The public library exhibition prominently features the following profound excerpt from the preface to the very first edition of Leaves of Grass: “Past and present and future are not disjoined but joined. The greatest poet forms the consistence of what is to be from what has been and is…The greatest poet…places himself where the future becomes present.” Clearly Whitman wrote with a sense of history, of his own place in history, of the connection between the present and the past and with an optimism about the future.

While it may be appropriate to call Whitman “America’s poet,” that title should not be seen as an expression of a narrow nationalism. His American nationalism, though contradictory, was not of a chauvinist or exclusionary character. In “Salut Au Monde,” one of his poems in Leaves of Grass, he offers a fraternal greeting to the world:

What cities the light or warmth penetrates
         I penetrate those cities myself
All islands to which birds wing their way
         I wing my way myself.

Toward you all, in America’s name,
I raise high the perpendicular hand,
         I make the signal,
To remain after me in sight forever,
For all the haunts and homes of men.

Indeed, Matthiessen in American Renaissance points out that Whitman’s “belief in the need to speak not merely for Americans but for the workers of all lands seems to have given the impetus for his odd habit of introducing random words from other languages, to the point of talking about ‘the ouvrier class’!”

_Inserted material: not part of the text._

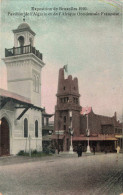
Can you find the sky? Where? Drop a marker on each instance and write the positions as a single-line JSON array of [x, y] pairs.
[[91, 46]]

James P. Cannon, the founder of American Trotskyism, who was born just two years before Whitman’s death, had occasion in 1950 to quote Walt Whitman. Cannon said, “I believe in the power of fraternity and the love of comrades in the struggle for socialism. Walt Whitman said: ‘I will build great cities with the love of comrades.’ I would go further and say: We will build a great new world.”